From “She Knew I’d Be There” in Facing the Other Way.

Kids and Danelle July 05

It’s 1971. Melannie gets the job. She’s not alone in her interest in caring for people on the margins. Society and government were wrestling with the ideas of class and community and people in need, attempting to build a stronger social fabric while creating employment.

In fact, in the 70s Canada took a new approach to putting the unemployed to work. The baby boomers had arrived, needing jobs and summer employment. Canada was the first Western country to counter unemployment by spending money on job creation. But the grants took a twist. Canada let communities identify their own problems, and use the money to find their own solutions. Instead of building bridges, people created programs and projects in the arts and social services – “meaningful work.” Check out this paper on grants and policies in the seventies:

Idealism has its costs. Once you throw out society’s rules of order, how do you make decisions? Particularly when rescuing marginalized people who are uncooperative?

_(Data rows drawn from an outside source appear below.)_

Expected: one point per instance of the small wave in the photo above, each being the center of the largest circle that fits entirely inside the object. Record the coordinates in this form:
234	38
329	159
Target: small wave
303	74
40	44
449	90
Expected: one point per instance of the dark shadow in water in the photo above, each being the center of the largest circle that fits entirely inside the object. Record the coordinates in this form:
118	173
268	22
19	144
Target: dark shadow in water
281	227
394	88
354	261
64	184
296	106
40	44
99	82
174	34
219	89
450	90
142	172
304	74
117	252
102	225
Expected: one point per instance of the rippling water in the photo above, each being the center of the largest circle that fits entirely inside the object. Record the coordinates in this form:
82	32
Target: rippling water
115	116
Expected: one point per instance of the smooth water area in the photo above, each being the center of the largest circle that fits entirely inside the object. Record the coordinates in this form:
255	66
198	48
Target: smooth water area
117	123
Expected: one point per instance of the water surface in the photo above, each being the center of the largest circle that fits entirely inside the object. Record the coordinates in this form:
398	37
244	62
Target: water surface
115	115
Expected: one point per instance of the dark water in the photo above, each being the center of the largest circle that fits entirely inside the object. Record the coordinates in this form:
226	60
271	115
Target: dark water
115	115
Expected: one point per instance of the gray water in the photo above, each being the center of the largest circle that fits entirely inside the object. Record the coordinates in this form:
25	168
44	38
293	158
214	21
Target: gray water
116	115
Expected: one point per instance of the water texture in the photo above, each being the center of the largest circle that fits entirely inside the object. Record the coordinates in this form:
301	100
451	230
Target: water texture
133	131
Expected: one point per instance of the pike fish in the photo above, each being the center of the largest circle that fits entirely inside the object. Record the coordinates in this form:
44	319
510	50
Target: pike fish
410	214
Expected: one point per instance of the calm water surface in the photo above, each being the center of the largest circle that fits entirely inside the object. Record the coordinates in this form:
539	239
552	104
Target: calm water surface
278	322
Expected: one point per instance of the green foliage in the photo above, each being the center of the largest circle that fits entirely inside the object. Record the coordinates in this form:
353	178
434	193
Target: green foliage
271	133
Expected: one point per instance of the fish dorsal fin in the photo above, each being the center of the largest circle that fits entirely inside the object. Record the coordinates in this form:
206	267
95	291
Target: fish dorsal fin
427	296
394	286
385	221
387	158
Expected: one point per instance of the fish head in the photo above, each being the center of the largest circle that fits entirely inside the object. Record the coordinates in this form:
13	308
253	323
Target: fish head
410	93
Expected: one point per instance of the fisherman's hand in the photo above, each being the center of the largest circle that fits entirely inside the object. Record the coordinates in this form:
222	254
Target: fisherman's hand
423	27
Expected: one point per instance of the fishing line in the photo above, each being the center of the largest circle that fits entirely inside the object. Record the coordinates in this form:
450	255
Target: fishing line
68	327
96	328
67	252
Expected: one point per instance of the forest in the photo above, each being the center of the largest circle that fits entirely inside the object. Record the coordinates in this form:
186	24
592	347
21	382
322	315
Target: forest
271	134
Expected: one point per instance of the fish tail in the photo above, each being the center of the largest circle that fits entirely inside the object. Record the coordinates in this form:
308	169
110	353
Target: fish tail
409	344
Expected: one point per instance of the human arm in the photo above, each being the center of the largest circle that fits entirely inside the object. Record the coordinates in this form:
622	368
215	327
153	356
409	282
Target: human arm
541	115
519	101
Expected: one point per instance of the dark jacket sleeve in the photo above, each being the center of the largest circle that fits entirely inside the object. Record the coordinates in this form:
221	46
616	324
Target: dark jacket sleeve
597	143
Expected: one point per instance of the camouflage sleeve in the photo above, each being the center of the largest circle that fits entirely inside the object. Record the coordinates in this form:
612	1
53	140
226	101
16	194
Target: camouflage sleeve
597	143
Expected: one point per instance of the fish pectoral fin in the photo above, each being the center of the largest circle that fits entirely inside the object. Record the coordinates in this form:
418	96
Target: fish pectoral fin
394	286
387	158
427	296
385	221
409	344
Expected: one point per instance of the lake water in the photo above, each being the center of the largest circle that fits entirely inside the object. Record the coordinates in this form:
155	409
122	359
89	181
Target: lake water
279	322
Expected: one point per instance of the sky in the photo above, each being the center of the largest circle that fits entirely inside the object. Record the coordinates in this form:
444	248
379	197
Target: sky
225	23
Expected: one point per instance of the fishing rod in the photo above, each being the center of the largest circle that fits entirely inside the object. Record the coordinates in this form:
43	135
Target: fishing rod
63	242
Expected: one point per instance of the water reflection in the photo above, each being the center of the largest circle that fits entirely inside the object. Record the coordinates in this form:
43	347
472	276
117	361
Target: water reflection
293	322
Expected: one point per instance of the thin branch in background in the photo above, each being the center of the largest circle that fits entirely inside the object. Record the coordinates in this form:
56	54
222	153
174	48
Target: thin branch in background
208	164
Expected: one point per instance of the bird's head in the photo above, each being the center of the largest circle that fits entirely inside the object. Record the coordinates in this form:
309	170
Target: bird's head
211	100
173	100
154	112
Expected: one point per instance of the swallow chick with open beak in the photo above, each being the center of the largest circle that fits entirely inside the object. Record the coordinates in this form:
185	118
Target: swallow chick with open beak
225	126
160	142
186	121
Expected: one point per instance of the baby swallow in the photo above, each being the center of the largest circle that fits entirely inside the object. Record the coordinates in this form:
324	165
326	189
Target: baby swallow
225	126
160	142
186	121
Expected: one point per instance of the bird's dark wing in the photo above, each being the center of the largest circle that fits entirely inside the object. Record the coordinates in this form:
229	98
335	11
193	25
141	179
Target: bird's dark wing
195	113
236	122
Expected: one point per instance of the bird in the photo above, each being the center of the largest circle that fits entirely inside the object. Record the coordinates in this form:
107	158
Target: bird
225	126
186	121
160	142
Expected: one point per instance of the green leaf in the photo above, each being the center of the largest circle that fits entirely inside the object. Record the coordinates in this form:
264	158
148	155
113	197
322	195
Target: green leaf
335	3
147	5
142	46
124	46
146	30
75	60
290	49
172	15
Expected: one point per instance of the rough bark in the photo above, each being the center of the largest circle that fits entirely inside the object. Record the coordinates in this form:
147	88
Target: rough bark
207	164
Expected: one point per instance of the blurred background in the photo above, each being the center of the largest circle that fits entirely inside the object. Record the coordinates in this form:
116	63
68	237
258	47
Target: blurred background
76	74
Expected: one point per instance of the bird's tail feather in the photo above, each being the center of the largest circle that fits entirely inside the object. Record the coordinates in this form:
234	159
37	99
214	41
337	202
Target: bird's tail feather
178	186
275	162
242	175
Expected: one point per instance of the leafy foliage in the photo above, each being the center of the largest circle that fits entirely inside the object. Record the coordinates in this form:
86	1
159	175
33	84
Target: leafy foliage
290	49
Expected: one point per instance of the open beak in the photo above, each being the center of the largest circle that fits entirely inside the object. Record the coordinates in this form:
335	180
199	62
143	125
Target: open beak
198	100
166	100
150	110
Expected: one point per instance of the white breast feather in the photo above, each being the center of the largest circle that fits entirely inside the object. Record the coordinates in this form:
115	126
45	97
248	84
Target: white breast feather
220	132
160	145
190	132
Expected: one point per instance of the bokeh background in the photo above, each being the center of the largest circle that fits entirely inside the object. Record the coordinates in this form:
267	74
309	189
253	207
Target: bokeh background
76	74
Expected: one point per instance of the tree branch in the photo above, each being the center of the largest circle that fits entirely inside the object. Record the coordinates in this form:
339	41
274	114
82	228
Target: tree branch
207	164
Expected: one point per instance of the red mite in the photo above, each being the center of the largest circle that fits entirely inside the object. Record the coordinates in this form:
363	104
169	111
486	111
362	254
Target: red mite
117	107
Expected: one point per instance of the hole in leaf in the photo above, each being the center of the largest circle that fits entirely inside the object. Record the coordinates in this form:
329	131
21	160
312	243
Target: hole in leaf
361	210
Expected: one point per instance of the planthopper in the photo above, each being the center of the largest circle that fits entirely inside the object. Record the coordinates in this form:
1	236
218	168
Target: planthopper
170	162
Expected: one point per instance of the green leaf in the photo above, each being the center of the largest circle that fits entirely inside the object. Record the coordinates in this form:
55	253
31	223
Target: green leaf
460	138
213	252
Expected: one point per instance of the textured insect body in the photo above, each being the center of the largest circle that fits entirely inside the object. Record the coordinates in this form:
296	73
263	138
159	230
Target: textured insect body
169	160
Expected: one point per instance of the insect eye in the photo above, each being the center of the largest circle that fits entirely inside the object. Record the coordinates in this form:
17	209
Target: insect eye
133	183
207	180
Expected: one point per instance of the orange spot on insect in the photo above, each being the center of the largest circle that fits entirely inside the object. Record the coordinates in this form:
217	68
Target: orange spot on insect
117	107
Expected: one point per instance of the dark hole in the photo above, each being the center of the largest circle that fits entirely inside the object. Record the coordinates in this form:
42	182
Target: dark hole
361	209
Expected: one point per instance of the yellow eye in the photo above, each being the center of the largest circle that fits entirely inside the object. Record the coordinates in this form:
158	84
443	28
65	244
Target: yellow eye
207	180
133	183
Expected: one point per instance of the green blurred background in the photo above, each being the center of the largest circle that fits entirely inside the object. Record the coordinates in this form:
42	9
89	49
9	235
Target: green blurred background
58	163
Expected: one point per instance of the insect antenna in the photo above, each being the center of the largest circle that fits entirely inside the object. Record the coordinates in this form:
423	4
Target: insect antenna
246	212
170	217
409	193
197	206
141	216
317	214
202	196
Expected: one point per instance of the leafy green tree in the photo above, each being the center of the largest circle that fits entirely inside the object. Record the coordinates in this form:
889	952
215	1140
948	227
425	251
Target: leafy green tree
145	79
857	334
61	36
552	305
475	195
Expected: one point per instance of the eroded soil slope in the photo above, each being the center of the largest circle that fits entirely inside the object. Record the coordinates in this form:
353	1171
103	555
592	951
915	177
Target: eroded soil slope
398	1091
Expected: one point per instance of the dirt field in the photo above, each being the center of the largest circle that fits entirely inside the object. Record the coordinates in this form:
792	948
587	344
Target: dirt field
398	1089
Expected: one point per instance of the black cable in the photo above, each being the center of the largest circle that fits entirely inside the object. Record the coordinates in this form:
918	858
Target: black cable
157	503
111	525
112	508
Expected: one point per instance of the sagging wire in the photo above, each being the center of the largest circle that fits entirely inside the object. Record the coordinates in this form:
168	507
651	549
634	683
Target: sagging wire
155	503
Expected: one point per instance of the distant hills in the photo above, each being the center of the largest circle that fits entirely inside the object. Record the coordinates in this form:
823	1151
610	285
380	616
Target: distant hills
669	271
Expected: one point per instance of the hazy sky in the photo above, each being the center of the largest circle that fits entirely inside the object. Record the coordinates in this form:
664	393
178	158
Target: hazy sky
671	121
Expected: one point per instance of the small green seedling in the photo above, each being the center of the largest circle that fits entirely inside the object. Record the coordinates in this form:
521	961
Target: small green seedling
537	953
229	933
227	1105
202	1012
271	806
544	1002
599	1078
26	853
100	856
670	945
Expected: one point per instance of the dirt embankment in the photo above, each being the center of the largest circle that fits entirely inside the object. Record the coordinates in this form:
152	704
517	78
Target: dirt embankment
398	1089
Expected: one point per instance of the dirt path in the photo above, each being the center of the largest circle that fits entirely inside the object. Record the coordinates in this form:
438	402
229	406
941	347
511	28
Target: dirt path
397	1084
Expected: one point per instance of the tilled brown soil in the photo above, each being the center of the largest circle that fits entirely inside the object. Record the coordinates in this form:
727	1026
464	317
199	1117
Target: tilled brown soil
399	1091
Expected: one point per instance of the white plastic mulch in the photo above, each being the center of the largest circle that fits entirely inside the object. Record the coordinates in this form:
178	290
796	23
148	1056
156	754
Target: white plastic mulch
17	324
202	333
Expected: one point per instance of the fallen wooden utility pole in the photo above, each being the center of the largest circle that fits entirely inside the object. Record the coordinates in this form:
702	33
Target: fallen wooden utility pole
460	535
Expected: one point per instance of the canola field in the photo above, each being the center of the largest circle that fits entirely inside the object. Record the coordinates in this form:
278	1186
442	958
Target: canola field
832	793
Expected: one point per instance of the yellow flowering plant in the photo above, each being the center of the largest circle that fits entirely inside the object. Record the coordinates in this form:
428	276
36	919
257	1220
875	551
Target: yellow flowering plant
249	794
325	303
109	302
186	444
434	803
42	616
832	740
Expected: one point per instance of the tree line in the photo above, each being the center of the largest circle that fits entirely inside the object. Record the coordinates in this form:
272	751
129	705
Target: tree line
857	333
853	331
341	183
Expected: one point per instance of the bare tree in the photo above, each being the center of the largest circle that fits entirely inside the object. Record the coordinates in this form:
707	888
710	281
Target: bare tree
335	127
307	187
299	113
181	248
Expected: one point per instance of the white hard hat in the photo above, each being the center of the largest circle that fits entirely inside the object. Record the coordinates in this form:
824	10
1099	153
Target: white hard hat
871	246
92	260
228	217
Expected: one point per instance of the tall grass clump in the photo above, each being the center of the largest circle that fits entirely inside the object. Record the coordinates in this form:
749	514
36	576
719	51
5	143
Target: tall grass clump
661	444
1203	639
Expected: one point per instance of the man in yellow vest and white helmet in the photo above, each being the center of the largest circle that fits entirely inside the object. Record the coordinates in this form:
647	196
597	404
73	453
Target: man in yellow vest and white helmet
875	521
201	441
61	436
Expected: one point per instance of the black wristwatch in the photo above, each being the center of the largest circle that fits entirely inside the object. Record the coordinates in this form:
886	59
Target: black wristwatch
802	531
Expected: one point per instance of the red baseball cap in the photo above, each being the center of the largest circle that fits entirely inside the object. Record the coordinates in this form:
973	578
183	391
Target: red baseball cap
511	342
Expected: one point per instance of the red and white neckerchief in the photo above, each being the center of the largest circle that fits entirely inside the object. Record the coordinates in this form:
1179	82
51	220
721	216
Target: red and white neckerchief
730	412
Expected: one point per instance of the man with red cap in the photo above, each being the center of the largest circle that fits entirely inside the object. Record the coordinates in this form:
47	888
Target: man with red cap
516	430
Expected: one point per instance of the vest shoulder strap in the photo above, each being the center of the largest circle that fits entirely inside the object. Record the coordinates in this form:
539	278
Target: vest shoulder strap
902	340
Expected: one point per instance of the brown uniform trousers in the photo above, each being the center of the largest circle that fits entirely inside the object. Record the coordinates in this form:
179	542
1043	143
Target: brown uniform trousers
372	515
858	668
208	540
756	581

[At this week’s house meeting] Jim has a bone to pick with Emily. She’s writing finals for her education degree which means that’s all she’s thinking about. We made a rule after the last crasher ran off with our alcohol and food money that someone has to be responsible for every house guest or out they go. But this week Emily’s brought home Louise, who’s staying in the girls’ room, and she’s not looking after her. The girls come home tomorrow. So throw Louise out, right? Trouble is, our little house guest is a kid, and she has some kind of brain damage. She’s eating all our cereal and does nothing but sleep and watch TV.

The jobs created through those LIP and OFY grants offered lower wages, so that they didn’t entice people away from regular employment. In fact, I have always wondered if there is a direct line from the low wages in those to the struggle today to get decent wages for people who work in daycare and community services.